Web業界という狭い視点ではなく、社会生態学という視点でWeb制作を考えると、どうなるのか。
そう考えると、自らの体験が、短い線ではなく立体的になるのではないか。と思える。
「社会生態学」かぁ…

社会って、知覚、捉え方で全然見方が変わってくる。
ドラッカー先生の言葉を引用すれば、

『コップに「半分入っている」と「半分空である」は、量的には同じである。だが、意味はまったく違う。とるべき行動も違う。世の中の認識が「半分入っている」から「半分空である」に変わるとき、イノベーションの機会が生まれる。』

本当にそう、そのとおりだ。

だから、必要なのは、
既知の情報、過去の成功体験に頼るのではなく、もっと言えば、昔の社会生態ではなく、
多様で多元的で、”いかなる変化・社会・状況・人”何にでも使える汎用的(普遍的)な考え(ツール)こそ成果を上げる手法なんだ。

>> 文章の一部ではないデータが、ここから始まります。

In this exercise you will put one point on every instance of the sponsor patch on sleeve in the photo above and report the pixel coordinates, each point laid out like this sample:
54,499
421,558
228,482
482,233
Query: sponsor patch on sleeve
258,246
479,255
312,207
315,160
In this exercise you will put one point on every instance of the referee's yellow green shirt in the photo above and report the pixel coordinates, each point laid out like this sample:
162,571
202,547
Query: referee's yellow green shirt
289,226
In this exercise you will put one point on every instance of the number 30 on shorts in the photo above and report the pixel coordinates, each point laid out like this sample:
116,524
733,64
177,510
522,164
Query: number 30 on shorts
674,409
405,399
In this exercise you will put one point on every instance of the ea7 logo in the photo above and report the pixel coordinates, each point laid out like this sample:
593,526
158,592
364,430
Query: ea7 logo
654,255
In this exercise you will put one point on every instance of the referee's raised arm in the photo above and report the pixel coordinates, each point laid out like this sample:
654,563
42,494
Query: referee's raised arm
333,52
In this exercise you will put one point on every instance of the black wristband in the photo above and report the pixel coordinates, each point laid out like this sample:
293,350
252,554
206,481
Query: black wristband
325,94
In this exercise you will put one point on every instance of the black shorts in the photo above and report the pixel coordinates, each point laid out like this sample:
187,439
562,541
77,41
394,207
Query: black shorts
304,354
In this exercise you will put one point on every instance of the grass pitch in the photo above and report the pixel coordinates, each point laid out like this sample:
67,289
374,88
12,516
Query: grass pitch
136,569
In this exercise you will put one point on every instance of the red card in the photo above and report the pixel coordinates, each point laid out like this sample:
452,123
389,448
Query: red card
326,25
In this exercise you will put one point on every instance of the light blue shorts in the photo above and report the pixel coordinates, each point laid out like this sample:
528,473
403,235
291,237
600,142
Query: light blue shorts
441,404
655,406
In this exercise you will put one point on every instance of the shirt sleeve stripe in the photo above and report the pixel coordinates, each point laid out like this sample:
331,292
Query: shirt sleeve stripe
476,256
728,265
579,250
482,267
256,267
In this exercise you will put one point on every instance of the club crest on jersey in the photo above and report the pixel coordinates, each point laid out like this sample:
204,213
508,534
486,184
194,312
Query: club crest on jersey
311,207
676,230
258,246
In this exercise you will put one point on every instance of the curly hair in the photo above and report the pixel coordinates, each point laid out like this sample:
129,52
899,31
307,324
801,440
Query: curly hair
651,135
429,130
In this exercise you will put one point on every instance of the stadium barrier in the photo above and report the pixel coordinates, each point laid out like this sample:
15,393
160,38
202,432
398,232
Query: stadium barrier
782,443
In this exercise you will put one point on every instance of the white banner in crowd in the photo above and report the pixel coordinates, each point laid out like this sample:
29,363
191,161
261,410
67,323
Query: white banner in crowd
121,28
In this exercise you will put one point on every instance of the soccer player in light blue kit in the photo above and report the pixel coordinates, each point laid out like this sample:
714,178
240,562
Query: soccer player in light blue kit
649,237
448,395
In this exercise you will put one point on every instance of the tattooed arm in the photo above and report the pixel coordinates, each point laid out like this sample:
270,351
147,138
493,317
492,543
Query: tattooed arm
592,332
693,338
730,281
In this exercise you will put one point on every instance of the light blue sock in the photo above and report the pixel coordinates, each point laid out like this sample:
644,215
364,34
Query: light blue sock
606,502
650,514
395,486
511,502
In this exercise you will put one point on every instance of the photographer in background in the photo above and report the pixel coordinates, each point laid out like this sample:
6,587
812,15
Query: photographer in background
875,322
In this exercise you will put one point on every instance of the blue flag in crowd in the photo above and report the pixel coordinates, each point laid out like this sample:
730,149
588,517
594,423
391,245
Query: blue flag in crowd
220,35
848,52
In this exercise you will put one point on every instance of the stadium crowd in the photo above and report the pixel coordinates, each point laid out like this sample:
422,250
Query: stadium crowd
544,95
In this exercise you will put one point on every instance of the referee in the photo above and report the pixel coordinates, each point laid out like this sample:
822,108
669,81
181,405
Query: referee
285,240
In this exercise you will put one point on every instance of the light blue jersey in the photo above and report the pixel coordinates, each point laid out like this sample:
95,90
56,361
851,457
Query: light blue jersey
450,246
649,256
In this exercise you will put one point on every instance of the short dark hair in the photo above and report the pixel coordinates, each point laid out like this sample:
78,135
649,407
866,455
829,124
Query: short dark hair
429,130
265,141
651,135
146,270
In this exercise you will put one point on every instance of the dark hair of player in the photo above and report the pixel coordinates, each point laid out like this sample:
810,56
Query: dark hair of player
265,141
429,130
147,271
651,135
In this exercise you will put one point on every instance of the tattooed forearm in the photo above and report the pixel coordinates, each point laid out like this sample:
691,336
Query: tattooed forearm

あっ、これって、ドラッカーマネジメントのことだ。(笑)
書きながら気付いてる。(爆)

「社会生態学という視点で考えるWeb」というものを考える物好きがこの世にいるとすれば、
それって、自分なのかなぁ。(笑)
それを体系づけることが僕の仕事かな。(僕にしかできない仕事になればいいのだけれど)
と考えた、この2−3日でした。
ただ、「社会生態学」を熟知することだけでは何にもならないから、わかったことをどんどん使って、そこに、僕の強み、サラニのみんなの強みを組み合わせ、成果につなげる必要がある。

あれっ? 自分の強みってなんだっけ?
で、昨日、今一度、ストレングスファインダーをやってみた。
診断したTOP5を見て、ふむふむ、なるほど。

ある方からアドバイスいただいたとおり、
自分に必要であるもの、自身を奮い立たたせ変化させるものは、
「今の自分に持ち合わせていない、新しい知識、着想、組み合わせ」だわ。
ストレングスファインダー、お見事でございます!(笑)

新しい知識、着想こそ「社会生態学」ってことになるのかな。😊

先日参加した「ネクスト・ソサエティフォーラム2017」で、
佐藤等先生の「社会生態学」の講義を受けた。
楽しかった、おもしろかった、ワクワクした。
結果、間違いなく、僕自身に変化の兆しを感じた。
↑すぐ感動し感化されることも僕の強みです。もちろんマイナス的に捉えることもできますが、でもこれが嘘偽りない僕に備わった元々の資質で、変えようがありません。(笑)
この資質を強みと捉え成果につなげるツールがマネジメントってこと!

サラニを起業して11年目。
もっともっと変化して、より良い社会を作るために良い会社になりたい。

「みんなの強みを組み合わせて、もっと良い会社になろう!」
と今朝、サラニのみんなに話をした。みんなも笑顔だった。

何か吹っ切れたような、ワクワクするような気持ち。
もっともっと、更に更に(サラニサラニ)お客様と会社と飛騨をよくしたいな。